Just out of interest the Mut Mee operates an honour system for food and drinks. You get a book when you arrive and then you help yourself to drinks from the fridge and order from the restaurant and just record it all in your book. They total it up each day and you pay when you leave. I have never seen that done before. I registered in my name and introduced Gaun to one of the staff. The next morning our book had a “Good morning Tony and Gaun” written in it, which I thought was a pretty good effort.
After settling in to our room we decided to head out to visit a local landmark called Sala Keoku (various spellings on this one), which was a must do for me while in Nong Khai. Some of the following words are extracted from Wikipedia mixed with mine. Please excuse the number of photos that have me in them. I know this will be a huge treat for many but the real reason I have included them is to give you a concept of the size of these sculptures – true!
Sala Keoku is a park featuring giant fantastic concrete sculptures inspired by Buddhism and Hinduism. The park has been built by and reflects the personal vision of Luang Pu Bunleua Sulilat and his followers (the construction started in 1978). It shares the style of Sulilat’s earlier creation, Buddha Park on the Lao side of Mekong, but is marked by even more extravagant fantasy and greater proportions.
Sulilat’s eccentric and captivating personality and the blend of Buddhism and Hinduism he professed proved to hold great appeal to some of the locals, and Sala Keoku became something of a religious sect headquarters. The title Luang Pu (usually reserved for monks) came to be applied to Sulilat, who was technically a secular man. Both of the parks were constructed from donated concrete by hundreds of unskilled enthusiasts working without payment. Some other residents of the area considered Sulilat to be insane.
Some of the Sala Keoku sculptures tower up to 25m in the sky. Those include a monumental depiction of Buddha meditating under the protection of a seven-headed Naga snake – see photo below.
Perhaps the most enigmatic part of the park is the Wheel of Life, a circular multi-part group of sculptures representing the karmic cycle of birth and death. The composition culminates with a young man taking a step across the fence surrounding the entire installation to become a Buddha statue on the other side.
The park covers a huge area and includes a couple of lakes well stocked with fish.
What visit to a Thai moment would be complete without popping into the temple and making a noise. This building holds the remains of Sulilat who died in 1996.
We arrived just at the right time because by the time we left the place was being overrun with tour buses and schoolkids.
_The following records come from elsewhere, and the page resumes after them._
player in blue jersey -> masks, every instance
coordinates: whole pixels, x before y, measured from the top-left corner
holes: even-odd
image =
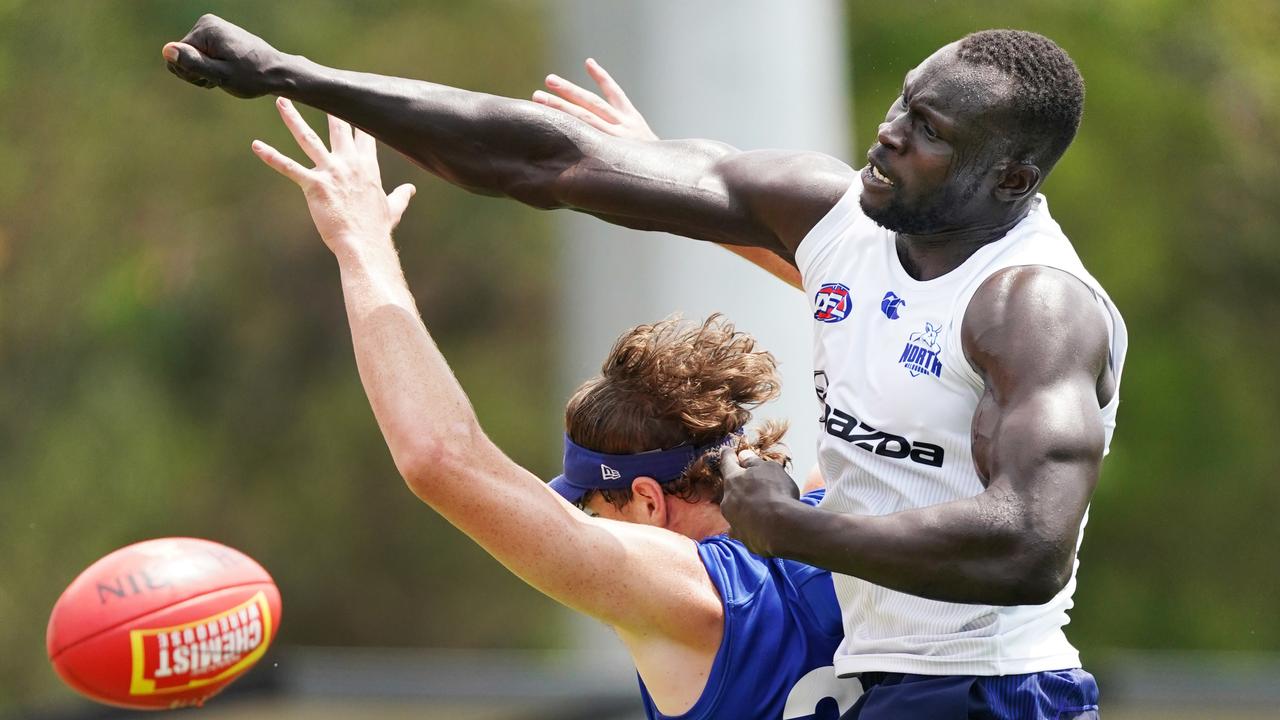
[[[719,512],[722,447],[781,456],[780,425],[744,434],[778,392],[773,357],[719,318],[625,333],[570,400],[564,473],[548,486],[485,437],[417,314],[390,237],[412,186],[383,192],[361,131],[330,118],[330,151],[288,101],[279,110],[316,167],[253,151],[303,188],[338,259],[360,377],[410,489],[529,584],[609,624],[649,717],[850,708],[860,685],[831,666],[831,575],[751,555]]]

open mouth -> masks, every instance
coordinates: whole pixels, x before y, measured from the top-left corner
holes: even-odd
[[[882,173],[879,170],[879,168],[876,167],[874,163],[868,163],[868,167],[870,167],[870,169],[872,169],[872,177],[873,178],[881,181],[882,183],[884,183],[884,184],[887,184],[890,187],[893,187],[893,181],[888,179],[888,177],[884,173]]]

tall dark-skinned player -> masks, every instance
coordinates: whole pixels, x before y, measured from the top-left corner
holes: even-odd
[[[1039,192],[1080,124],[1070,56],[984,31],[908,72],[860,169],[613,137],[552,108],[326,68],[214,15],[169,68],[364,128],[462,188],[763,249],[810,297],[828,482],[724,456],[751,550],[836,573],[847,717],[1092,717],[1062,626],[1115,428],[1126,332]],[[662,450],[662,448],[654,448]]]

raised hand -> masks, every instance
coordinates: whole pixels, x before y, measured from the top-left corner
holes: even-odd
[[[547,76],[547,90],[552,92],[541,90],[534,92],[534,102],[573,115],[595,129],[614,137],[658,140],[658,136],[649,129],[644,115],[635,109],[613,76],[590,58],[586,60],[586,74],[591,76],[604,97],[557,74],[550,74]]]
[[[780,503],[796,503],[800,491],[795,480],[781,462],[764,460],[750,450],[740,454],[732,447],[721,454],[721,477],[724,479],[721,511],[732,528],[730,536],[756,555],[776,555],[773,512]]]
[[[389,238],[416,190],[406,183],[390,195],[383,192],[374,138],[329,115],[330,150],[292,102],[280,97],[275,106],[316,167],[305,168],[260,140],[253,141],[253,154],[302,188],[311,220],[329,250],[340,255],[365,242]]]
[[[271,92],[284,54],[261,37],[218,15],[201,15],[179,42],[165,44],[169,72],[200,87],[220,87],[236,97]]]

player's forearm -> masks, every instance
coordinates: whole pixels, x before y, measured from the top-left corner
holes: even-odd
[[[298,55],[273,91],[340,117],[472,192],[562,205],[554,181],[581,159],[589,128],[525,100],[328,68]]]
[[[695,240],[777,243],[717,174],[737,152],[728,145],[607,137],[526,100],[326,68],[301,56],[282,65],[270,73],[273,92],[361,127],[471,192]]]
[[[788,502],[772,518],[772,553],[931,600],[1038,605],[1070,569],[1015,501],[988,495],[882,516]]]
[[[480,437],[475,414],[422,325],[390,238],[361,242],[338,263],[360,378],[397,468],[408,479],[466,452]]]

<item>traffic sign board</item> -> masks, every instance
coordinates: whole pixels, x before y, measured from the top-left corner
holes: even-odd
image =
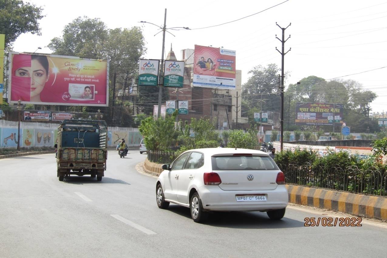
[[[341,133],[343,135],[349,135],[349,126],[343,126],[341,128]]]

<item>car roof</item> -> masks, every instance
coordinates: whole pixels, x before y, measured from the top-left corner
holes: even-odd
[[[197,149],[187,150],[185,152],[190,151],[197,151],[202,152],[205,155],[213,155],[215,154],[224,154],[229,155],[234,154],[258,154],[260,156],[269,156],[269,154],[263,151],[256,150],[251,150],[247,149],[238,149],[235,148],[205,148],[204,149]]]

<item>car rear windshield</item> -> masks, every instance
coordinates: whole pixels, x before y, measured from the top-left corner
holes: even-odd
[[[279,170],[269,157],[222,156],[212,157],[212,170]]]

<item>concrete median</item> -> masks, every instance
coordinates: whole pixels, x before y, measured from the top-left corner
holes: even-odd
[[[387,198],[287,185],[289,202],[387,220]]]

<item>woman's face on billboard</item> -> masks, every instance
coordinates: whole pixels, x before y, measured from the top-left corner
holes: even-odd
[[[15,73],[16,76],[31,78],[31,97],[40,94],[49,77],[43,66],[34,59],[31,61],[31,67],[21,67]]]

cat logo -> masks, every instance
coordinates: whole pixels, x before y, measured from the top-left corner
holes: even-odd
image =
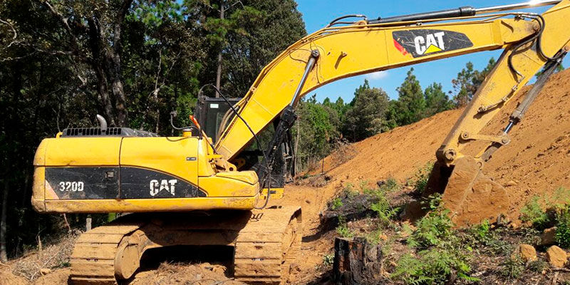
[[[176,185],[176,183],[177,182],[178,180],[175,179],[171,179],[170,180],[163,179],[160,180],[160,183],[158,180],[150,180],[150,196],[154,197],[155,195],[158,194],[159,192],[162,190],[166,190],[169,192],[170,194],[172,194],[172,196],[174,196],[175,185]]]
[[[445,51],[445,43],[443,42],[443,36],[445,36],[445,32],[440,31],[428,33],[425,38],[422,36],[416,36],[414,38],[415,53],[421,55]]]
[[[453,31],[414,28],[395,31],[392,37],[398,51],[413,58],[473,46],[467,35]]]

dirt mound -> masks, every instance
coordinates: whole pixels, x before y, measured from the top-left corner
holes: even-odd
[[[502,130],[529,88],[525,87],[482,133],[497,134]],[[498,184],[504,187],[510,203],[501,206],[507,208],[504,212],[511,219],[518,218],[519,209],[532,196],[552,192],[559,187],[570,187],[570,104],[566,102],[570,100],[569,95],[570,70],[566,70],[550,78],[522,122],[511,131],[510,144],[496,152],[484,167],[484,174],[491,180],[480,180],[474,191],[482,192],[491,203],[496,202],[493,194],[496,189],[487,186]],[[435,160],[435,151],[462,112],[443,112],[353,144],[356,153],[348,161],[330,155],[324,160],[327,181],[324,186],[286,187],[286,198],[272,204],[301,206],[304,224],[304,250],[299,261],[301,277],[299,282],[294,284],[304,284],[311,276],[316,278],[318,272],[315,268],[331,254],[334,233],[318,232],[319,214],[326,208],[327,202],[348,184],[358,185],[365,180],[373,185],[390,177],[405,182],[413,177],[419,168]],[[464,152],[475,154],[478,150],[477,145],[472,145]],[[320,172],[321,167],[318,168]],[[469,199],[465,203],[470,204]],[[482,211],[469,205],[464,209],[462,217],[470,222],[477,219]]]
[[[482,133],[497,134],[526,90],[492,120]],[[512,142],[495,152],[483,172],[505,187],[512,201],[507,214],[518,217],[518,210],[534,195],[570,187],[570,70],[554,75],[525,115],[510,133]],[[437,114],[416,123],[397,128],[355,143],[358,153],[340,164],[326,157],[324,170],[331,183],[323,190],[343,185],[370,182],[389,177],[400,181],[413,175],[426,162],[435,161],[435,151],[459,119],[462,110]],[[464,152],[475,154],[480,145],[470,145]],[[321,199],[322,200],[322,199]],[[320,206],[323,206],[321,204]]]

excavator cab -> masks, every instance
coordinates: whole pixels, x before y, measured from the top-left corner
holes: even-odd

I had to take a photo of this bus. Yes those are speakers built into the front of it. Why? Well we are in Thailand so logic need not apply in all circumstances.
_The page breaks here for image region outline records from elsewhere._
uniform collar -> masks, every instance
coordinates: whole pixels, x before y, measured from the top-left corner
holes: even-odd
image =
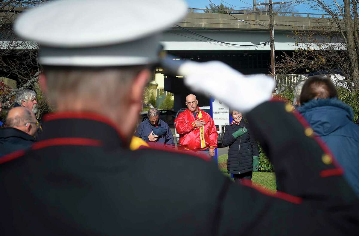
[[[10,137],[18,138],[25,140],[35,141],[35,138],[20,130],[8,127],[0,129],[0,139]]]
[[[195,112],[196,113],[196,117],[197,117],[198,116],[198,114],[200,113],[200,111],[202,113],[202,115],[203,115],[203,112],[202,111],[202,110],[201,110],[200,109],[200,108],[199,107],[197,107],[197,109],[198,109],[198,110],[197,111],[197,112]],[[187,109],[186,109],[186,110],[187,111],[187,112],[189,112],[190,114],[191,114],[192,115],[192,116],[193,116],[193,113],[194,112],[192,112],[192,111],[190,111],[190,109],[189,109],[188,108],[187,108]]]
[[[116,125],[102,115],[89,112],[49,114],[43,119],[40,141],[59,138],[89,139],[109,150],[123,146],[126,139]]]

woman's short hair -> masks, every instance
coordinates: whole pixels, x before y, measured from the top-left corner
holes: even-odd
[[[15,102],[21,105],[23,101],[27,102],[36,98],[36,93],[29,89],[25,89],[18,93],[15,98]]]
[[[157,108],[151,108],[147,112],[147,116],[154,117],[159,115],[159,112]]]
[[[326,77],[311,76],[306,81],[300,93],[301,104],[312,99],[330,98],[338,96],[333,82]]]

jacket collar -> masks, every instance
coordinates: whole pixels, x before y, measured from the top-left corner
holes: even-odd
[[[35,141],[35,138],[20,130],[9,127],[0,129],[0,139],[18,138],[28,141]]]
[[[353,109],[337,98],[311,100],[298,111],[319,136],[328,135],[353,122]]]
[[[108,150],[123,146],[126,143],[124,136],[115,124],[96,113],[53,113],[45,116],[43,120],[40,141],[64,138],[90,139]]]
[[[313,109],[323,106],[333,107],[342,109],[348,113],[350,120],[353,120],[354,119],[354,113],[351,107],[337,98],[313,99],[299,106],[298,108],[298,111],[303,113]]]
[[[200,108],[199,107],[197,107],[197,108],[198,109],[198,111],[197,112],[197,114],[196,115],[196,117],[198,117],[198,114],[200,113],[200,111],[201,112],[201,113],[202,113],[202,116],[203,116],[204,115],[204,114],[203,113],[203,111],[202,110],[201,110],[200,109]],[[190,109],[189,109],[188,108],[187,108],[187,109],[186,109],[185,111],[187,111],[187,112],[188,112],[189,114],[191,114],[191,115],[192,117],[193,117],[194,118],[194,117],[193,116],[193,112],[192,112],[192,111],[190,111]]]

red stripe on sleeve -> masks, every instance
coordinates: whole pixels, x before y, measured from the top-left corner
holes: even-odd
[[[13,153],[9,153],[4,156],[3,156],[0,158],[0,164],[3,163],[10,162],[14,159],[18,158],[24,155],[25,154],[25,151],[24,150],[19,150]]]
[[[36,150],[53,146],[77,145],[99,146],[102,145],[101,141],[96,139],[81,138],[62,138],[51,139],[39,141],[34,144],[32,148]]]

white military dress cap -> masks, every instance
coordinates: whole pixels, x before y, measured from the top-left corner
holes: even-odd
[[[22,14],[14,29],[39,44],[43,65],[146,64],[158,60],[161,32],[187,12],[182,0],[58,0]]]

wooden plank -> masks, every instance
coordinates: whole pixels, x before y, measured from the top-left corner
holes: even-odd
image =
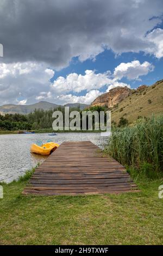
[[[35,170],[22,193],[41,196],[139,191],[124,166],[90,141],[65,142]]]

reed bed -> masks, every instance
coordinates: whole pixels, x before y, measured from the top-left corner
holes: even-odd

That evening we joined a boat with six other people for a sunset Mekong River cruise. The boat is owned by the Mut Mee. You can order food, which is prepared before the boat leaves and is then served on board. Drinks available.
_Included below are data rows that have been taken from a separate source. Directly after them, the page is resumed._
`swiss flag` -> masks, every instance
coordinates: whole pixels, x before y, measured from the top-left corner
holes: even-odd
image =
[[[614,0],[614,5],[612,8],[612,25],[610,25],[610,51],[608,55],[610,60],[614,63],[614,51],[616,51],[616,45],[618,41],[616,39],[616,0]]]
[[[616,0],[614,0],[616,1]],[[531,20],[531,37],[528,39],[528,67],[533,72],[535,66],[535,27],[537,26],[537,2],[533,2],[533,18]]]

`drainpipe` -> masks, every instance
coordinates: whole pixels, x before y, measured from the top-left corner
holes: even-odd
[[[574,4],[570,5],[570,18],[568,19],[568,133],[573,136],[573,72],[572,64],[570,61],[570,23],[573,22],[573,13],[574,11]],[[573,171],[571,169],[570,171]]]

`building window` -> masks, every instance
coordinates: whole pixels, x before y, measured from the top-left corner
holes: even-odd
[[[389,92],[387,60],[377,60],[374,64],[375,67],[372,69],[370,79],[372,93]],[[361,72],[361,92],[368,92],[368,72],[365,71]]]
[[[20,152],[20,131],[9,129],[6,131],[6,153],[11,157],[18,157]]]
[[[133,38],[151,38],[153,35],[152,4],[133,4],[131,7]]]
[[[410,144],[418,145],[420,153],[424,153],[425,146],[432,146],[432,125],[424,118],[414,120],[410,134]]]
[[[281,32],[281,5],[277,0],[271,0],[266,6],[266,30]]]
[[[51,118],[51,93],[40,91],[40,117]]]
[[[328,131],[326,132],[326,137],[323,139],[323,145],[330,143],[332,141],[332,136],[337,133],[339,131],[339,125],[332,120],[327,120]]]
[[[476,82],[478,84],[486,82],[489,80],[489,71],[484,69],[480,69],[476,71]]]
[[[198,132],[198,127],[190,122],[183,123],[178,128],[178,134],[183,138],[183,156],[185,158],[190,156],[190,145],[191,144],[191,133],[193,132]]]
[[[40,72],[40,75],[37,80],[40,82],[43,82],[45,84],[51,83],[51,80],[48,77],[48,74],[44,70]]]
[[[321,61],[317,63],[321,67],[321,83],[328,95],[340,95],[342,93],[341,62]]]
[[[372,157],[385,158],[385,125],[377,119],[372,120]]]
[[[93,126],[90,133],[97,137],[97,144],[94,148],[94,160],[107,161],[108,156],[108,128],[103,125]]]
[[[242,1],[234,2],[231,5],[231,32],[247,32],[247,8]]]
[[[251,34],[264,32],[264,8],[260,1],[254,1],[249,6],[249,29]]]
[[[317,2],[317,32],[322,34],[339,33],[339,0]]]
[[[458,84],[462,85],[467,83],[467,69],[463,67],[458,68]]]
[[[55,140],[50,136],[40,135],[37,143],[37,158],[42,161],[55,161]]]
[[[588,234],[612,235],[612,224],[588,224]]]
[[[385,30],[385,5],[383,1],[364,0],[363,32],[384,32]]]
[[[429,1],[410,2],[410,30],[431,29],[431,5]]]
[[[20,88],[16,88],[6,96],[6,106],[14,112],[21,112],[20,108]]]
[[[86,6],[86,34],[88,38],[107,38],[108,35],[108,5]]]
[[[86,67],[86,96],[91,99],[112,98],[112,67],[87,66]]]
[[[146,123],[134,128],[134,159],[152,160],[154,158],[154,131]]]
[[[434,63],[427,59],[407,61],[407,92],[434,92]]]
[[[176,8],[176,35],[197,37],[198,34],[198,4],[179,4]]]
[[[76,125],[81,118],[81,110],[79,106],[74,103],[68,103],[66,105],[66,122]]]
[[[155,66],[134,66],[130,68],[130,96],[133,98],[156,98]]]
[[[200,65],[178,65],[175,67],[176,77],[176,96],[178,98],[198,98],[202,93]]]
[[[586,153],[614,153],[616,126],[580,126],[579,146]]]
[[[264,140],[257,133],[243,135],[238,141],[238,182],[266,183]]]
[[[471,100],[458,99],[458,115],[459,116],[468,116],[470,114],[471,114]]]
The next day we decided to do a big drive and follow the Mekong from Nong Khai (see maps above), through Si Chiang Mai, Sang Khom, Pak Chom, Chiang Khan then leaving the river to head inland to Loei (oei only showing on map), turn right to Nong Bua Lam Phu and back to Si Bun Ruang.
An absolutely wonderful drive with the road clinging to the edge on the Mekong most of the way with lush vegetation and crops of the left. It got more remote and basic the further we travelled from Nong Khai along the river. Very Thai.
So a big couple of days with so much covered. Many people ignore Isaan because they say there’s not much to do here. If you are prepared to put in the effort there are some wonderful places to explore. I hope I have convinced you of that in this blog entry.
Thanks for reading.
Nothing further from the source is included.